AlphaFold structure prediction
The AcrIB2 amino-acid sequence was used as input to the MMseqs2 homology search program (
53) with three iterations against the Uniref30_2202 database to generate a multiple sequence alignment (MSA). This MSA was filtered with HHfilter using the parameters “id” = 100, “qid” = 25, and “cov” = 50, resulting in 68 homologous sequences, then full-length sequences were retrieved and realigned with MAFFT (
54) using the default FFT-NS-2 protocol.
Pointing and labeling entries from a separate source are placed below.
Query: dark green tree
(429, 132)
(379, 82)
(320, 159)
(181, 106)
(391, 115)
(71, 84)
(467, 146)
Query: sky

Then five independent runs of the AlphaFold2 (
55) algorithm with six recycles were performed with this input MSA and without template search, using a local instance of the ColabFold (
56) interface on a local cluster equipped with an NVIDIA Ampere A100 80Go GPU card. Each run generated five structural models. The best model out of 25 was picked using the predicted local distance difference test (pLDDT) confidence score as a metric and used for further structural analysis (pLDDT for this model: 83.5). The qualitative electrostatic surface was generated using PyMOL (
57) (local protein contact potential). The evolutionary conservation scores were generated using the AlphaFold2 MSA as an input to the Rate4Site (
58) program, which computes the relative evolutionary rate for each site.